Shapiro estimates that 60 percent of his magazine's readers will be college-age, with the rest in high school. (Advertisers are promised a 50,000 rate base for the first issue and 100,000 for the second.) He hopes the mix will entice the same advertisers attracted to Conde Nast's Details, even though that magazine skews older, and is confident that automotive, consumer electronics, apparel and music advertisers will flock to his book. (The 68-page first issue contained 17 pages of national advertisers.) Charging $2.50 per copy means circulation carries some of the freight as well.
TransWorld's Warp takes a different approach. "Boys identify themselves by the sports they do," says Fran Richards, marketing manager and music editor of TransWorld's three titles. The Oceanside, California-based company mixed in music coverage and released Warp as a "print version of MTV." Targeting males 14 to 21, it writes to the 17-year-old. After three issues, paid readership is 30,000, compared to SKATEboarding's 75,000 and SNOWboarding's 62,000. Richards thinks Warp's circulation could rise to 200,000.
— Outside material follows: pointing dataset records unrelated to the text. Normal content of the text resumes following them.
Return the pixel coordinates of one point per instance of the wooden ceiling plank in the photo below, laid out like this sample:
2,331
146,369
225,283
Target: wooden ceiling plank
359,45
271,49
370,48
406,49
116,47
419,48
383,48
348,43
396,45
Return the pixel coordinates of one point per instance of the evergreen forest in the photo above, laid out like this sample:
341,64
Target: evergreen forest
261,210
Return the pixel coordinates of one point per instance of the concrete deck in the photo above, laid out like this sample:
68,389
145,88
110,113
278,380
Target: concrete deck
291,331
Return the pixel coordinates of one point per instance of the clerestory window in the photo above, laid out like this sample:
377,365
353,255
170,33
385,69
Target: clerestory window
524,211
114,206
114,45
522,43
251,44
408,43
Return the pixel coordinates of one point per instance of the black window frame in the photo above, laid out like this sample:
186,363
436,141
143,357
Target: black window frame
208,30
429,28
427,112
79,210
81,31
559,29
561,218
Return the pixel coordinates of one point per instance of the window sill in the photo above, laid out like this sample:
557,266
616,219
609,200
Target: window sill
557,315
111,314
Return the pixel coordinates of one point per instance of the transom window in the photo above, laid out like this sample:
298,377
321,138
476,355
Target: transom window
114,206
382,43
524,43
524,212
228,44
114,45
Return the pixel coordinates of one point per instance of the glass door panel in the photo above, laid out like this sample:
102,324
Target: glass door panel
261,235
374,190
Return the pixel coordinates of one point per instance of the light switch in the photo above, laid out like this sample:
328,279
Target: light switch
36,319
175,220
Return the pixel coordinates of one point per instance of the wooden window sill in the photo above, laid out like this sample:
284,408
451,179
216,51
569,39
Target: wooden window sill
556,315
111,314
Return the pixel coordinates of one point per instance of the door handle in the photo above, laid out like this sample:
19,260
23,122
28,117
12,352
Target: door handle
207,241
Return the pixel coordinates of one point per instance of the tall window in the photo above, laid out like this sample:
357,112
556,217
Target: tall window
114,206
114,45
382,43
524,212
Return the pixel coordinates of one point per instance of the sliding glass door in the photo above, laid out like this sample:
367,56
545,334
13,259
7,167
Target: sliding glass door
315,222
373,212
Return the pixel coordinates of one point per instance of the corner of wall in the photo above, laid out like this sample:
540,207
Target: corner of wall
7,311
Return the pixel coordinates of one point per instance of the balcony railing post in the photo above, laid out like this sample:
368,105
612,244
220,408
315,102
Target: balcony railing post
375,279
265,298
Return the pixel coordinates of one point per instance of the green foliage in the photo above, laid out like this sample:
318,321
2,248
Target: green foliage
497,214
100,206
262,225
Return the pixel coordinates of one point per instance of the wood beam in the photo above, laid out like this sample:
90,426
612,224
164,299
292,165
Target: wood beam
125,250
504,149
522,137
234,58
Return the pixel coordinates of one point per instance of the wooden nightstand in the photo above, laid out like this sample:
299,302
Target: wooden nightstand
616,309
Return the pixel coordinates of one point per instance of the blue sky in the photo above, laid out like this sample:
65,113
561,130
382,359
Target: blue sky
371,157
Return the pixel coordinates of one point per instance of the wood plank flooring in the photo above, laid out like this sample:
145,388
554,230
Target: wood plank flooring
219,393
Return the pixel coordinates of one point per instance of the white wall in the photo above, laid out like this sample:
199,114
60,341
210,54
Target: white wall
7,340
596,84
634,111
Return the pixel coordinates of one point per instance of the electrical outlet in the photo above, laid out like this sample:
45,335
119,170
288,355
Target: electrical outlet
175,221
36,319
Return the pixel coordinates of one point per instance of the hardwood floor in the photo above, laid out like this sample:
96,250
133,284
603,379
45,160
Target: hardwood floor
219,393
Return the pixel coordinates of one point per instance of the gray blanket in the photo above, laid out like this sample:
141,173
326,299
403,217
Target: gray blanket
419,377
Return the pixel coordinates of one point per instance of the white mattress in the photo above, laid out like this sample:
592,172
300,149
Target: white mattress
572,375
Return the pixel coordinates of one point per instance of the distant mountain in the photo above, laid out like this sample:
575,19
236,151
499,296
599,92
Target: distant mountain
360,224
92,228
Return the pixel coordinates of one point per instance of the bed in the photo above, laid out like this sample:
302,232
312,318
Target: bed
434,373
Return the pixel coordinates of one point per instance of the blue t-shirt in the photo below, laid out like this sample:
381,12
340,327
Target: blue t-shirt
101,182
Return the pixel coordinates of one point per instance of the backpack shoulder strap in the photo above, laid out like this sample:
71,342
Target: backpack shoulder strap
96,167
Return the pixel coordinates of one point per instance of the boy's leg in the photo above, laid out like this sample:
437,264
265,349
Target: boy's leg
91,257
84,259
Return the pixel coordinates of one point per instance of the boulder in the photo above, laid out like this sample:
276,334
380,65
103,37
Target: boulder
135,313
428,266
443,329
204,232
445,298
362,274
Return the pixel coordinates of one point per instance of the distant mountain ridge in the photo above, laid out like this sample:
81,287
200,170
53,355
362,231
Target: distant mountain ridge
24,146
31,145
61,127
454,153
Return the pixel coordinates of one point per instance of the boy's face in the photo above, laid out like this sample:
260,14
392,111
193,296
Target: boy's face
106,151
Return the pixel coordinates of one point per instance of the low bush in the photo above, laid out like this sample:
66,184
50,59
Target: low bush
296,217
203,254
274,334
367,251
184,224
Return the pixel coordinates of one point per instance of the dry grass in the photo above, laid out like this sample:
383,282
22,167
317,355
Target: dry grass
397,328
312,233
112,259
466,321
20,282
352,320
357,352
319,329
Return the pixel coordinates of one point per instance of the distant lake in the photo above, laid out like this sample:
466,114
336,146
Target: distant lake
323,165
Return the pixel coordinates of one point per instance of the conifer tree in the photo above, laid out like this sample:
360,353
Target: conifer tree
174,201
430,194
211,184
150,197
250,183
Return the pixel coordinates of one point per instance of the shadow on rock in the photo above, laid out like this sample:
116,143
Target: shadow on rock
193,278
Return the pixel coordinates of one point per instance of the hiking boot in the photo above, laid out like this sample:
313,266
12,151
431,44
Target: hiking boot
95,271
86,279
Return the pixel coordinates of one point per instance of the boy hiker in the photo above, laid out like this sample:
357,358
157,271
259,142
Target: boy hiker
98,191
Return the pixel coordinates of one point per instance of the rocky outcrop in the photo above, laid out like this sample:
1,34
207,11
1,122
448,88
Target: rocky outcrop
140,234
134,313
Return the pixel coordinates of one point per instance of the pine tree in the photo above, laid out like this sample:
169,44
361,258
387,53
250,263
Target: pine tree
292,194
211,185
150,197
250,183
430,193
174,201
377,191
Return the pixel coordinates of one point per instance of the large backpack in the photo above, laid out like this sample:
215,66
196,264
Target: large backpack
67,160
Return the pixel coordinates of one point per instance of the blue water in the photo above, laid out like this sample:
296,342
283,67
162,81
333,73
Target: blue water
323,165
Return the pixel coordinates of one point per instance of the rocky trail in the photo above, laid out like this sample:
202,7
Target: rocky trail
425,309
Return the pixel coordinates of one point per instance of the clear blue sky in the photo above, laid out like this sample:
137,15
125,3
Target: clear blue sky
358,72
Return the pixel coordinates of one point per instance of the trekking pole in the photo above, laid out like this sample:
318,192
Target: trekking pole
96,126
Key to TransWorld's distribution are action sports specialty shops--and the company has traded lists with alternative record labels to get into record stores. "It's tough to get kids to go to the newsstand, but we already have a venue where they hang out," says Richards.
The first two issues each garnered 25 pages of advertising, while the third had 21 pages, mostly from music and apparel companies. Melissa Boag, who places ads for Interscope Records, likes Warp for its alternative music coverage.
But Boag gives Dirt the thumbs down. "It's presenting stuff that teenage boys are not really interested in. There's too much of it and it's too blatant," she says. Advertisers seem to share that assessment, since ad pages range between eight and 17 pages per issue. Dirt's 150,000 copies are polybagged with Sassy and Marvel Comics. Lang executives say the company is committed to its growth, with plans to increase Dirt's quarterly frequency to bimonthly and begin selling subscriptions by early 1994. Although Andrew Crossfield, Dirt's ad director, declines to reveal profits, he says, "We're not losing any money on it."
Cracking the major ad budgets has proved difficult. "A lot of advertisers like the idea of the magazine and know that the marketplace is hot, but say to us that we're too small," says Crossfield. To remedy that, Dirt is negotiating with top vertical books in the skateboarding, music and video-games categories to set up a teen media network that would reach more than 600,000 teens. Dirt would sell a four-page ad insert to be saddle-stitched into each magazine; after its commission for producing the insert, revenues would be split based on the size of the other magazines.